With each of the corners in place for holding, we still had to adjust each of the tarps to be square. In big, wet drops, the rain rolled down the tarps and into our eyes as we looked up to tie our loops. There was no more talk of efficiency or haybarns, and the kids had found a dry spot to play under a trailer. He pulled the string; I tied it. Moved on to the next, pulling and tying. Pulling and tying.
The conditions grew worse, and we recalled all the other times we’d tarped in the rain, and how it is excellent marriage therapy. There are few other tangible experiences in which my husband needs me and I him; how we help each other in working together to accomplish a shared goal. Despite less-than-ideal conditions, and finding nowhere to escape, we press on because it is what needs to be done, but we do so together. Each of us can perform part of the work alone, but cutting strings, or setting hay on top, or hauling the tarp up the ladder all have an equally important counterpart and are meaningless without the partner needed to tie those strings, move that hay in place, or pull the tarp down the sides. Neither of us shirks the responsibility or tries to take the easy way out. There are no short cuts or hiding places, and everything is out in the open, vulnerable to the care of the other.

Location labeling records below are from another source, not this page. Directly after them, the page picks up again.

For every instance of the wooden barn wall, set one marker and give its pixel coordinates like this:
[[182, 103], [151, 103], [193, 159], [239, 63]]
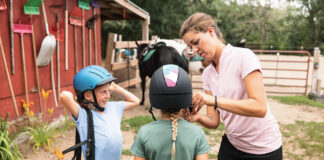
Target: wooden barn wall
[[66, 76]]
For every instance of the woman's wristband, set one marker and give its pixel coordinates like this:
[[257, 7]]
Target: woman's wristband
[[215, 106]]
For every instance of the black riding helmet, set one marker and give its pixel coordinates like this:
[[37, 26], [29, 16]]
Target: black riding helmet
[[170, 88]]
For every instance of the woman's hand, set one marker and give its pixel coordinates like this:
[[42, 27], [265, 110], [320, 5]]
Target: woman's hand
[[112, 87], [185, 113], [200, 99]]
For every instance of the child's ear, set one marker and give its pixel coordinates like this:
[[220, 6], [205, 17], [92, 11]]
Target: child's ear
[[88, 95]]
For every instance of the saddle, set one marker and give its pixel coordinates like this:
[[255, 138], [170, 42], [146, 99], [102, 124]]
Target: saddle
[[150, 50]]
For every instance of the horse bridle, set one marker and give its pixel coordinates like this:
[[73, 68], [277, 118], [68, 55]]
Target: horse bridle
[[152, 47]]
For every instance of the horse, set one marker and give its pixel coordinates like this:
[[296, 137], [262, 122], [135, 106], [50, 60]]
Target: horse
[[152, 56]]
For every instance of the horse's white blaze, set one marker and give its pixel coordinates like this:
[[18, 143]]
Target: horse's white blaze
[[194, 66]]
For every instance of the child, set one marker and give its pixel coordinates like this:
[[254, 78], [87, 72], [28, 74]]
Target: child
[[170, 137], [93, 85]]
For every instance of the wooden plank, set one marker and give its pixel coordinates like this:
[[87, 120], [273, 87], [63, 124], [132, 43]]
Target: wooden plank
[[130, 83], [110, 52], [121, 65], [133, 9], [128, 44], [145, 29]]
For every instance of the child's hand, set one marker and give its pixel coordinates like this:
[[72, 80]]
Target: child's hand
[[112, 87], [66, 94]]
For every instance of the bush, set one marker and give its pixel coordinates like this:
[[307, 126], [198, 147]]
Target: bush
[[8, 149]]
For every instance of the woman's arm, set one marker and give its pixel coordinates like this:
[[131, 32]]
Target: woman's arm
[[67, 99], [138, 158], [130, 99], [254, 106], [211, 120], [202, 156]]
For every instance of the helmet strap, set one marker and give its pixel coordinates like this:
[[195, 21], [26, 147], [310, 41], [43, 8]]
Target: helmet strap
[[151, 111], [98, 108]]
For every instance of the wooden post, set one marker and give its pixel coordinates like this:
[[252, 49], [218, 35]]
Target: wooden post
[[145, 29], [318, 84], [317, 54], [154, 37], [110, 51]]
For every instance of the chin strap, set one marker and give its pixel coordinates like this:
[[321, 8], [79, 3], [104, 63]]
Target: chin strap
[[95, 103], [151, 111]]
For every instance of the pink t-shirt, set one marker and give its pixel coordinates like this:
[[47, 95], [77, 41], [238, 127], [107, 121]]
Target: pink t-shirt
[[248, 134]]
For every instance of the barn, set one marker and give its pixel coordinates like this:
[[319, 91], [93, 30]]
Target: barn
[[29, 64]]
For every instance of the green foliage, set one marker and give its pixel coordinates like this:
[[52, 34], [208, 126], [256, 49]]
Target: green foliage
[[212, 156], [297, 100], [307, 135], [262, 26], [41, 135], [8, 148], [135, 123], [127, 152]]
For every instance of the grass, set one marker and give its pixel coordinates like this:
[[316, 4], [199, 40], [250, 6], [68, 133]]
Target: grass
[[297, 100], [302, 140], [305, 137], [135, 123]]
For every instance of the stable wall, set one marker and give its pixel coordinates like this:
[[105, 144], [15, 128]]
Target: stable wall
[[66, 76]]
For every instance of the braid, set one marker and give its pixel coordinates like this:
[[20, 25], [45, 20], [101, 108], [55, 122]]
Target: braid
[[174, 121]]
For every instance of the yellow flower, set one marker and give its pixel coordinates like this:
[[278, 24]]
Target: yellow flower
[[45, 94], [59, 154], [50, 111], [30, 104], [31, 113], [24, 105]]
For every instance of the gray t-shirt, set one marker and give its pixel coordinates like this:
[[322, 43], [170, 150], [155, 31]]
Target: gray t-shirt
[[154, 141]]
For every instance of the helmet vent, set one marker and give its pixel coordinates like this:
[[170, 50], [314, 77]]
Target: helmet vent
[[96, 74], [170, 73]]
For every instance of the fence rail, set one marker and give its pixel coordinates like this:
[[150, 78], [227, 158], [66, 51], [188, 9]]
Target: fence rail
[[286, 76]]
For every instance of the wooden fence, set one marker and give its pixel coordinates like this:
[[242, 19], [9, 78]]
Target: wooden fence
[[114, 66]]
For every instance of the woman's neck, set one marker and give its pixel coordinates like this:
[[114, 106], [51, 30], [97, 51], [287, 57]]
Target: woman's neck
[[219, 49]]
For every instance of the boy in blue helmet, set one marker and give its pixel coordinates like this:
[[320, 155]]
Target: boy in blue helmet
[[171, 137], [93, 85]]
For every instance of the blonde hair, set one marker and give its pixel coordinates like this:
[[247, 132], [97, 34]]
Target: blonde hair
[[200, 22], [174, 121]]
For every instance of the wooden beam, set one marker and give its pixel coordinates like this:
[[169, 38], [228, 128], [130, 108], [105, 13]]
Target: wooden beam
[[121, 65], [133, 9], [130, 83], [110, 51], [145, 29], [128, 44]]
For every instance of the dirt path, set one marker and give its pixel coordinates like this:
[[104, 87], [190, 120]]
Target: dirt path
[[285, 114]]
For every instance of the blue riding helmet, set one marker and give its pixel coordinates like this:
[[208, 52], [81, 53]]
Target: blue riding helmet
[[90, 77], [170, 88]]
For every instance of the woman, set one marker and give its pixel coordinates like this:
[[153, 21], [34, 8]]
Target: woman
[[234, 92]]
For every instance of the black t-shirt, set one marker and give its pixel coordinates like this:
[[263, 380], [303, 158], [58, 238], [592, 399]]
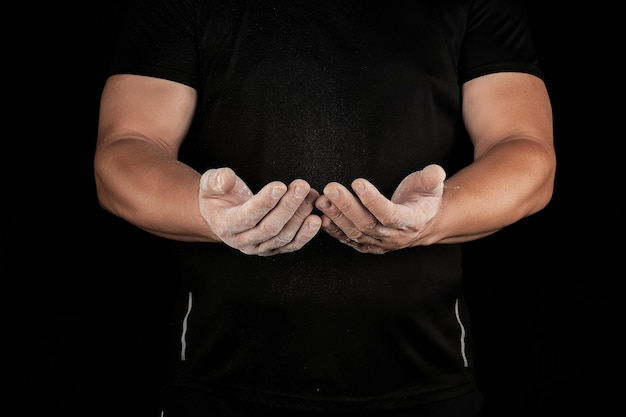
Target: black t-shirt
[[325, 90]]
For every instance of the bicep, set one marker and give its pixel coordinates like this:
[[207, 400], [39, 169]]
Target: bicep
[[146, 108], [505, 106]]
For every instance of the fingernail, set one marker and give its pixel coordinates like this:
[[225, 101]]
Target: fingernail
[[299, 191], [358, 187], [277, 191]]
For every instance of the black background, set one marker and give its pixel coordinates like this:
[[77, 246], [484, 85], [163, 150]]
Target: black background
[[85, 295]]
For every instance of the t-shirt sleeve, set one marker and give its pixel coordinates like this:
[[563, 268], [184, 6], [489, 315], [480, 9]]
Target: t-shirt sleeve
[[157, 39], [497, 39]]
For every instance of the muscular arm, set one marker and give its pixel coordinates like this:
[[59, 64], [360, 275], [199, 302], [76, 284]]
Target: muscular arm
[[509, 119], [142, 124]]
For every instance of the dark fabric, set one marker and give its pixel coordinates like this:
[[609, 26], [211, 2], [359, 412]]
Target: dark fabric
[[325, 91], [190, 403]]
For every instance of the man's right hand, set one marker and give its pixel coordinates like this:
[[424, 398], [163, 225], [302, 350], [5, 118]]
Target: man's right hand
[[278, 219]]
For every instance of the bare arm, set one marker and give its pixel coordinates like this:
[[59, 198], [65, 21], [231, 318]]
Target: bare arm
[[143, 122], [509, 119]]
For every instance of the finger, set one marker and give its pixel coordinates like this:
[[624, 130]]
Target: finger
[[254, 211], [274, 220], [308, 229], [350, 215]]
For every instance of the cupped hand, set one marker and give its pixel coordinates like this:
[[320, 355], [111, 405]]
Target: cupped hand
[[278, 219], [371, 223]]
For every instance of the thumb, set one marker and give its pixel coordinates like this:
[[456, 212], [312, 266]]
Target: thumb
[[217, 181]]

Between the stacks, a glitter caught our eyes. The discarded plastic remained as if it had thought to escape the storm and settle where it was calm. Instead, what was left of its shining surface quickly became sunken into mud created from the rain coming off of two stacks’ tarps. The rain kept drowning it in clear drops that splashed off it as if they no longer wanted to associate together. With our own throbbing, cold fingers, absence of arguing, and with the redeeming smell of rain on our skin, we stood in the weather and admired not what we expected, but instead the humbling experience God gave us that day.